We are drawn into the lives of three women gathered around a strange child - they are Nora, the distraught widow left to struggle on her own with the care of her grandchild; Mary, the young girl who has left a home with too many mouths to feed, taking on chores with Nora for the sake of food and shelter; and Nance, the mysterious old woman at the edge of the village, she who consorts with the 'good people', the fairies who wreck havoc with people's lives.
Nance knows the special herbs and cures. People furtively seek out her help with their troubles, careful to avoid the anger of the disapproving local priest. But when one misfortune follows another, and there are signs that the fairies have been about, fear and distrust leads to rumours about her. Is there an evil spirit amongst them, is it the child, or is it Nance, or are all three women involved in something bad?

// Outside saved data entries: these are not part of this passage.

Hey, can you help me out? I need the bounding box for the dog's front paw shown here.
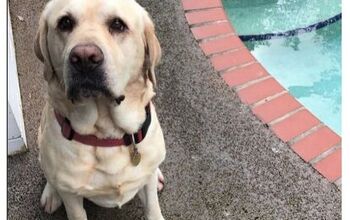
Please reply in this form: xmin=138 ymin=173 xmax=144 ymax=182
xmin=40 ymin=182 xmax=62 ymax=214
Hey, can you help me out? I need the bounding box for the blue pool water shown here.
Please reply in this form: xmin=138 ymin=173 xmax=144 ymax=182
xmin=223 ymin=0 xmax=341 ymax=134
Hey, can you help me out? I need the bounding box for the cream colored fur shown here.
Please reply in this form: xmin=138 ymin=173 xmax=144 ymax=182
xmin=35 ymin=0 xmax=166 ymax=219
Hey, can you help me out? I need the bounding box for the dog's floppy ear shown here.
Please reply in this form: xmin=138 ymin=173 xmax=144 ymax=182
xmin=143 ymin=14 xmax=161 ymax=87
xmin=34 ymin=12 xmax=54 ymax=81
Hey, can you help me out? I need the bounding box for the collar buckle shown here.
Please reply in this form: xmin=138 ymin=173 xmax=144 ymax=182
xmin=132 ymin=133 xmax=137 ymax=145
xmin=122 ymin=131 xmax=143 ymax=146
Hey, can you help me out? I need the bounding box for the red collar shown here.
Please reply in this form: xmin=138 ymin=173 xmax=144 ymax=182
xmin=54 ymin=104 xmax=151 ymax=147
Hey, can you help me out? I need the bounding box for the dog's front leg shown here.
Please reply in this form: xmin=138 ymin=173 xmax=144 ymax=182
xmin=58 ymin=191 xmax=87 ymax=220
xmin=138 ymin=169 xmax=165 ymax=220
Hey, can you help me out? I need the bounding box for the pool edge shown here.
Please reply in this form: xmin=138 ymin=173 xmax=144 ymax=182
xmin=181 ymin=0 xmax=342 ymax=189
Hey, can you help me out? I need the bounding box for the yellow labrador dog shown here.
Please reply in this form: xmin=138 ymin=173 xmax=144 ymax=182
xmin=34 ymin=0 xmax=166 ymax=219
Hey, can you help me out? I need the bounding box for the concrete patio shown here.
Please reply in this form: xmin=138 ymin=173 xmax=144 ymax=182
xmin=8 ymin=0 xmax=341 ymax=219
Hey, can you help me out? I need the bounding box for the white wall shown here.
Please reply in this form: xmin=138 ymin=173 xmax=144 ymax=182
xmin=8 ymin=11 xmax=27 ymax=154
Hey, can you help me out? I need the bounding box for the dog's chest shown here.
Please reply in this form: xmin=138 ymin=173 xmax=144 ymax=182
xmin=78 ymin=155 xmax=150 ymax=207
xmin=62 ymin=146 xmax=154 ymax=190
xmin=48 ymin=143 xmax=162 ymax=207
xmin=39 ymin=104 xmax=166 ymax=207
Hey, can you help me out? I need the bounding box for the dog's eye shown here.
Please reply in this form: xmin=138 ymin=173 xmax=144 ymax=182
xmin=57 ymin=16 xmax=75 ymax=32
xmin=109 ymin=18 xmax=128 ymax=33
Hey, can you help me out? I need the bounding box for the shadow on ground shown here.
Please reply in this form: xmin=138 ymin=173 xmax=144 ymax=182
xmin=8 ymin=0 xmax=341 ymax=219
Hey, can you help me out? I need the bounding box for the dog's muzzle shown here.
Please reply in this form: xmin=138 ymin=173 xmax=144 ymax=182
xmin=67 ymin=44 xmax=111 ymax=101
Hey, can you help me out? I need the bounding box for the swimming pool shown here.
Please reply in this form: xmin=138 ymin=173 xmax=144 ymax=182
xmin=223 ymin=0 xmax=342 ymax=135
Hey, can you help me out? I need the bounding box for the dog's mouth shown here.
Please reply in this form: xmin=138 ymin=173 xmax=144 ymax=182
xmin=66 ymin=69 xmax=113 ymax=102
xmin=66 ymin=72 xmax=126 ymax=105
xmin=67 ymin=80 xmax=112 ymax=102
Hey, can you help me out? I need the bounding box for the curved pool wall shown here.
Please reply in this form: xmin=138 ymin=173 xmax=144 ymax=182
xmin=182 ymin=0 xmax=341 ymax=186
xmin=223 ymin=0 xmax=341 ymax=135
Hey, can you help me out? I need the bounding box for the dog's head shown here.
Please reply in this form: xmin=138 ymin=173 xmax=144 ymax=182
xmin=34 ymin=0 xmax=161 ymax=102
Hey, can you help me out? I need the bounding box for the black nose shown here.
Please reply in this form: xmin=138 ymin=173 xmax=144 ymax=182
xmin=69 ymin=44 xmax=104 ymax=71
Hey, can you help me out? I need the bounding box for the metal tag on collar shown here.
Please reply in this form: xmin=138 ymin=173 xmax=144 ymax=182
xmin=129 ymin=135 xmax=141 ymax=166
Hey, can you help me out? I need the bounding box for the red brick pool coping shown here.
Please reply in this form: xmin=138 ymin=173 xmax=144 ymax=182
xmin=182 ymin=0 xmax=342 ymax=187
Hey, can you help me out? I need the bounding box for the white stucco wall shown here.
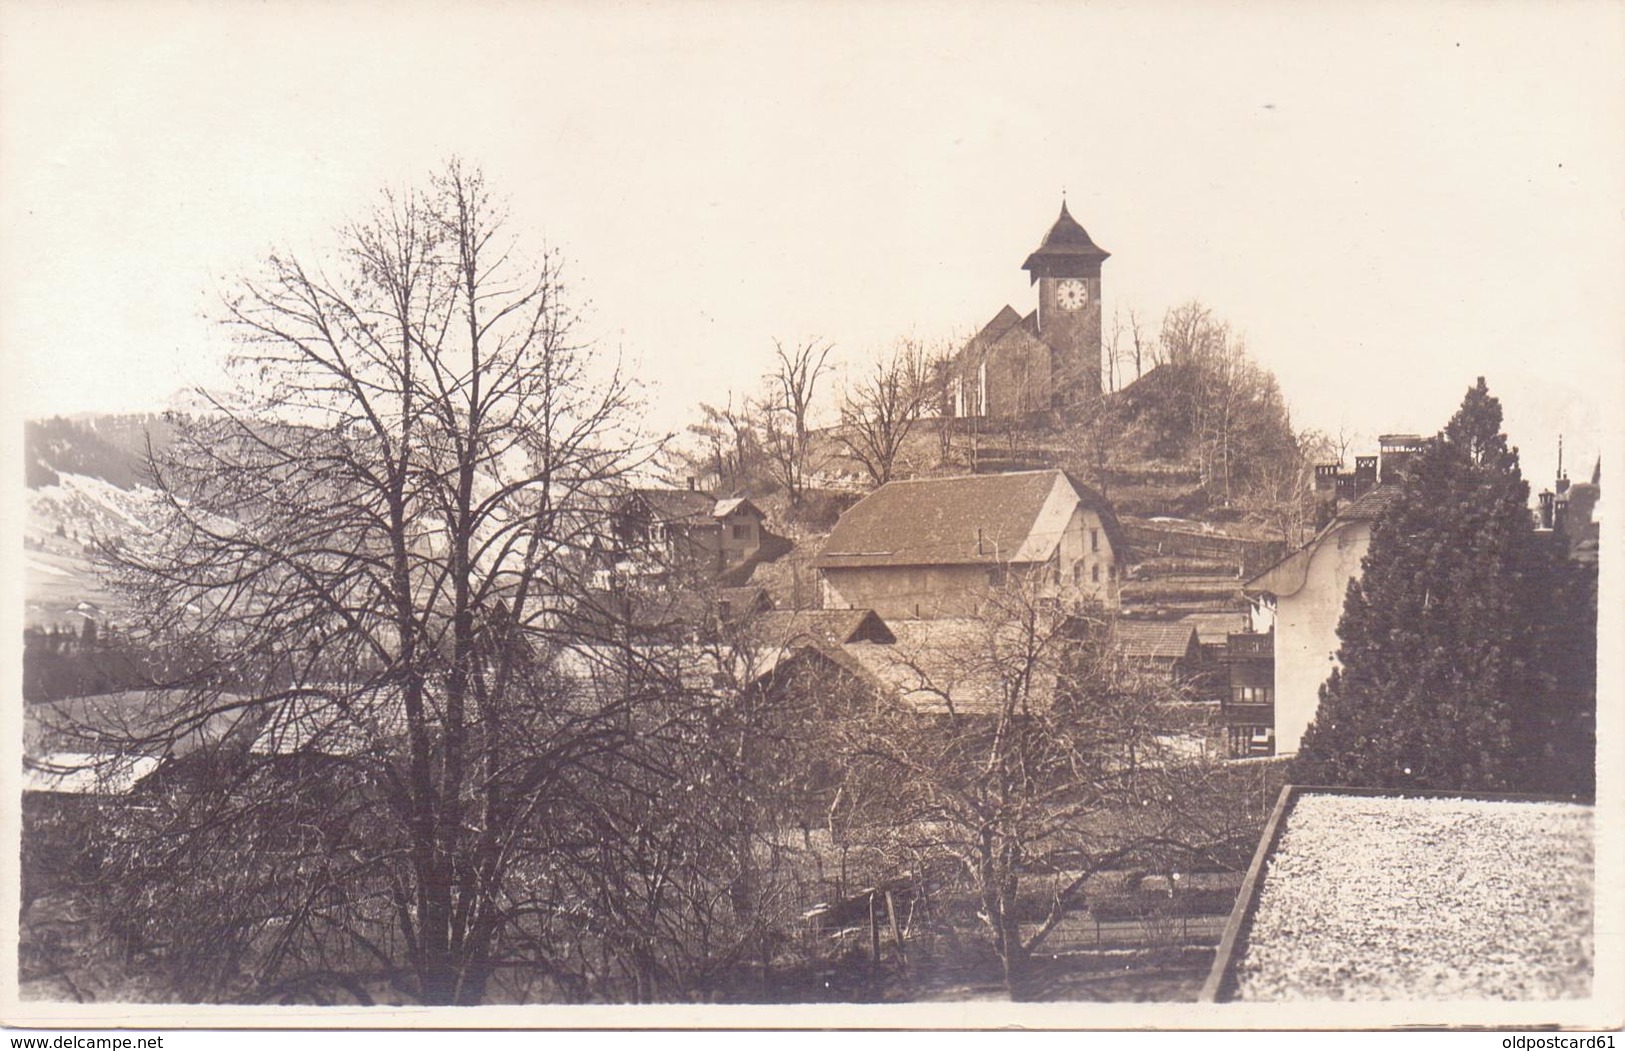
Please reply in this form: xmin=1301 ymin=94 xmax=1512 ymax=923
xmin=1273 ymin=519 xmax=1373 ymax=754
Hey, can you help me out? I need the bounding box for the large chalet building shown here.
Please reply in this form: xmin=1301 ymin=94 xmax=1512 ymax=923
xmin=813 ymin=469 xmax=1124 ymax=620
xmin=946 ymin=202 xmax=1109 ymax=417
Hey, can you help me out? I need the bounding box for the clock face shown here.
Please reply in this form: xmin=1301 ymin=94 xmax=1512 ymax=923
xmin=1055 ymin=279 xmax=1089 ymax=311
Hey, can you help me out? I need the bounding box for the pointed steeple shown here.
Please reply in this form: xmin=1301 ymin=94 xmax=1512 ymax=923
xmin=1022 ymin=200 xmax=1110 ymax=283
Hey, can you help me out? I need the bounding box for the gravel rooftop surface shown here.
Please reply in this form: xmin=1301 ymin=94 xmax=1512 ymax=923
xmin=1232 ymin=794 xmax=1593 ymax=1001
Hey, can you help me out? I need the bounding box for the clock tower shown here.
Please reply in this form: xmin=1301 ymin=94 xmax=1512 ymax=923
xmin=1022 ymin=201 xmax=1109 ymax=404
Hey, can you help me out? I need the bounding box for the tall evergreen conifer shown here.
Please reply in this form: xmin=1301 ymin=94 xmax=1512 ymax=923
xmin=1294 ymin=378 xmax=1551 ymax=791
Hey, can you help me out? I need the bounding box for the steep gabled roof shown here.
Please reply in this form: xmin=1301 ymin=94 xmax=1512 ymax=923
xmin=962 ymin=306 xmax=1045 ymax=356
xmin=716 ymin=586 xmax=773 ymax=617
xmin=631 ymin=488 xmax=715 ymax=522
xmin=23 ymin=752 xmax=161 ymax=795
xmin=1335 ymin=485 xmax=1404 ymax=522
xmin=815 ymin=470 xmax=1045 ymax=569
xmin=1022 ymin=201 xmax=1110 ymax=279
xmin=248 ymin=686 xmax=409 ymax=757
xmin=1113 ymin=620 xmax=1200 ymax=661
xmin=712 ymin=496 xmax=765 ymax=520
xmin=841 ymin=619 xmax=1059 ymax=716
xmin=751 ymin=608 xmax=895 ymax=648
xmin=816 ymin=469 xmax=1126 ymax=570
xmin=25 ymin=689 xmax=254 ymax=759
xmin=1182 ymin=611 xmax=1251 ymax=646
xmin=971 ymin=305 xmax=1025 ymax=349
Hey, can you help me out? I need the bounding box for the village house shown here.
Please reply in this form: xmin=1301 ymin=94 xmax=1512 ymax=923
xmin=1111 ymin=620 xmax=1202 ymax=685
xmin=600 ymin=486 xmax=768 ymax=584
xmin=946 ymin=202 xmax=1109 ymax=417
xmin=1221 ymin=630 xmax=1275 ymax=757
xmin=813 ymin=469 xmax=1126 ymax=620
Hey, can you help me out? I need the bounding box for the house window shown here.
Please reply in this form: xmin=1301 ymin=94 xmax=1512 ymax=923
xmin=1228 ymin=726 xmax=1275 ymax=758
xmin=1072 ymin=562 xmax=1083 ymax=585
xmin=732 ymin=523 xmax=750 ymax=540
xmin=1090 ymin=528 xmax=1099 ymax=553
xmin=988 ymin=566 xmax=1007 ymax=588
xmin=1091 ymin=564 xmax=1100 ymax=584
xmin=1232 ymin=686 xmax=1274 ymax=705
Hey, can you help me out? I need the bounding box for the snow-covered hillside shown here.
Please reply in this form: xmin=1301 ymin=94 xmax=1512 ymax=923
xmin=24 ymin=473 xmax=166 ymax=630
xmin=27 ymin=472 xmax=167 ymax=545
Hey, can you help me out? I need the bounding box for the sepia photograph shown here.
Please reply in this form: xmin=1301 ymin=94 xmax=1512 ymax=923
xmin=2 ymin=0 xmax=1620 ymax=1032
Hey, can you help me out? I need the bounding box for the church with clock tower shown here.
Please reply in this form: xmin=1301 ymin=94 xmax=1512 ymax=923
xmin=948 ymin=201 xmax=1109 ymax=418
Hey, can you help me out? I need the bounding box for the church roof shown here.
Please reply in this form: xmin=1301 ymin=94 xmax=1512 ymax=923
xmin=1022 ymin=201 xmax=1110 ymax=277
xmin=972 ymin=305 xmax=1025 ymax=347
xmin=962 ymin=306 xmax=1045 ymax=363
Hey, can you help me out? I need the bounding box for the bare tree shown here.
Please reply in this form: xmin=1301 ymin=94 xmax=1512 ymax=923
xmin=1242 ymin=426 xmax=1336 ymax=547
xmin=79 ymin=161 xmax=746 ymax=1005
xmin=682 ymin=393 xmax=762 ymax=493
xmin=758 ymin=338 xmax=834 ymax=508
xmin=1126 ymin=305 xmax=1154 ymax=380
xmin=1104 ymin=307 xmax=1126 ymax=393
xmin=1141 ymin=302 xmax=1297 ymax=507
xmin=834 ymin=338 xmax=935 ymax=487
xmin=1158 ymin=301 xmax=1225 ymax=368
xmin=1063 ymin=393 xmax=1145 ymax=499
xmin=832 ymin=586 xmax=1251 ymax=999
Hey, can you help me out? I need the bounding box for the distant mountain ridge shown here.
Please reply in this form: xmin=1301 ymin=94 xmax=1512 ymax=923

The world of Nora, Mary and Nance and the surrounding villagers is very real. Kent has thoroughly researched every detail, and she brings it all alive - the austere lives, the dirt, the smells, the struggles and fears, the bitterness and spite, even the language of the time. The book held me to the very end - it is an intriguing story that leaves us, like the villagers, with still a few questions lingering in the mind.